«Lydia de Roberti ha creata in modo veramente singolare la parte della protagonista, cioè la maestra Lidia. [...] La maestra Lidia [...] è una persona che vive realmente e spontaneamente, così da riuscire di una naturalezza sorprendente, che commuove ed avvince. [...] Così il giuoco dello sguardo, l’atteggiamento della persona, la mimica del volto ci caratterizzano, ci esprimono, meglio che a parole, lo stato d’animo di questo personaggio, in tutti i momenti drammaticissimi che attraversa. [...] Ma dove Lydia de Roberti raggiunge i migliori momenti della sua interpretazione, è nell’ultima parte della film, quando cioè raffigura gli ultimi istanti della maestra Lidia, che muore di tubercolosi polmonare. Non credo di errare affermando che Lydia de Roberti [...] si è evidentemente recata in qualche ospedale di tubercolotici per assistere agli ultimi momenti di qualcuno di questi. [...] Il suo volto è, né più né meno, che la vera facies del tisico; le sue lagrime sono vere; ogni atteggiamento della persona è straordinariamente naturale, così che non pochi spettatori, specie delle signore, hanno, loro malgrado, portato il fazzoletto agli occhi per asciugare qualche lagrima.» (E. Demitry, “La Vita Cinematografica”, a. V, n. 15, 22.4.1914).
«Esecuzione degna della Casa e fotografia di quella nitidezza che rende i quadri così scintillanti e vivi. [...] La signorina Lydia de Roberti rivela anche in questo lavorino uno squisito senso d’arte, e uno studio serio e minuzioso. Vivace, gaia, sentimentale sempre per quanto paffutella nella prima parte, ella si trasmuta gradatamente nella seconda dando, una ammirabile e impressionante verità, al punto di crederla una controfigura. Il suo volto, così bello e pienotto, diventa scarno e macilento, le mani affilate, come il suo corpo. Ella ha avuto la costanza e la forza di studiare dal vero i caratteri della terribile malattia. [...] Questa signorina possiede le doti tipiche dell’artista – La facoltà d’intuire, di assimilare – e di esternare» (P. da Castello [A.P. Berton], “Il Maggese Cinematografico”, a. II, n. 8, 25.4.1914).

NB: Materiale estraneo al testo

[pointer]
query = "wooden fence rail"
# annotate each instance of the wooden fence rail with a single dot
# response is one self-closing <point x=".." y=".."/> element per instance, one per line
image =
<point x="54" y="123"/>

«È un buon lavoro, ma veramente non è il genere col quale ci aveva abituati la “Gloria” e specialmente con artisti come il Bonnard e la de Roberti. Buona interpretazione, mediocre la fotografia, buonissima la mise en scène. » (Blitz, “Il Maggese Cinematografico”, a. II, n. 9, 10.5.1914).
«È una scena della vita di ogni giorno, portata con grande verità sullo schermo; è, in una parola, un lavoro quadrato in ogni sua parte, curato in tutti i particolari. La interpretazione artistica è ammirevolissima per parte di tutti [...] Splendida la messa in scena, e faccio perciò i miei complimenti a Giuseppe De’ Liguoro. Così come devo pure un encomio all’operatore Leandro Berscia. Bellissima e nitida la parte fotografica» (E. Demitry, “La Vita Cinematografica”, a. V, n. 15, 22.4.1914).